In caso di recidiva nonostante terapia adeguata si potrebbe associare terapia con idrossiclorochina, e/o statine che hanno un effetto anti-infiammatorio e antitrombotico.

  • Profilassi delle complicanze ostetriche. Si è rivelato negli ultimi anni come trattamento di scelta quello con eparina associata ad aspirina a basso dosaggio (75-100 mg/die). Attualmente viene preferita l’eparina a basso peso molecolare per il minor rischio di piastrinopenia da anticorpi anti fattore piastrinico 4 (anti-PF4), nonché di osteoporosi. Il suo dosaggio sarà profilattico (monodose giornaliera) nelle donne con APS senza storia di trombosi vascolare, mentre in quelle con pregressa trombosi sarà terapeutico (doppia dose giornaliera). Le donne non responsive al suddetto protocollo potrebbero beneficiare delle terapie addizionali. Quelle più frequentemente utilizzate ad ora sono idrossiclorochina, steroide a basso dosaggio, boli di immunoglobuline endovena ed aferesi terapeutica da sole o in combinazione. In tutti i casi risulta fondamentale proseguire il trattamento antitrombotico con eparina durante il puerperio.

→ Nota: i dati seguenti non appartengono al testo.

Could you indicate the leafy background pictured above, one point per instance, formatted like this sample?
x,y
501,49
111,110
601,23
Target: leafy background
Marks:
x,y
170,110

Sindrome da anticorpi antifosfolipidi catastrofica

La sindrome da anticorpi antifosfolipidi catastrofica (CAPS) è una sindrome clinica a prognosi molto severa, caratterizzata dalla rapida insorgenza di trombosi in più organi, causando così un insufficienza multiorgano, in pazienti che soddisfano i criteri sierologici per l’APS. La CAPS è una malattia rara con una mortalità stimata del 40% durante l’evento acuto. Ha una prevalenza di 1% nell’ambito della APS. La CAPS è caratterizzata dal coinvolgimento clinico in giorni o settimane di almeno tre organi, con evidenza istopatologica di trombosi del microcircolo Manifestazioni comuni includono l’insufficienza renale con ipertensione (70%), la trombocitopenia (60%), il coinvolgimento polmonare (70%), quello cardiaco (53%), complicanze cutanee con livedo reticularis, necrosi o porpora (66%) e manifestazioni cerebrali come l’ictus, encefalopatia, convulsioni o occlusioni venose (60%). I potenziali fattori scatenanti sono identificati in circa il 50% dei pazienti: i più comuni sono le infezioni (20%), i traumi, gli interventi chirurgici e la sospensione della terapia anticoagulante. La concomitante diagnosi di LES è un fattore prognostico sfavorevole.

La terapia della CAPS comprende il trattamento di qualsiasi condizione scatenante la CAPS (ad es. l’infezione) e la “tripla terapia”, che comprende eparina endovenosa, steroidi ad alto dosaggio (per la sindrome da risposta infiammatoria sistemica) e boli di immunoglobuline endovena e/o plasmaferesi.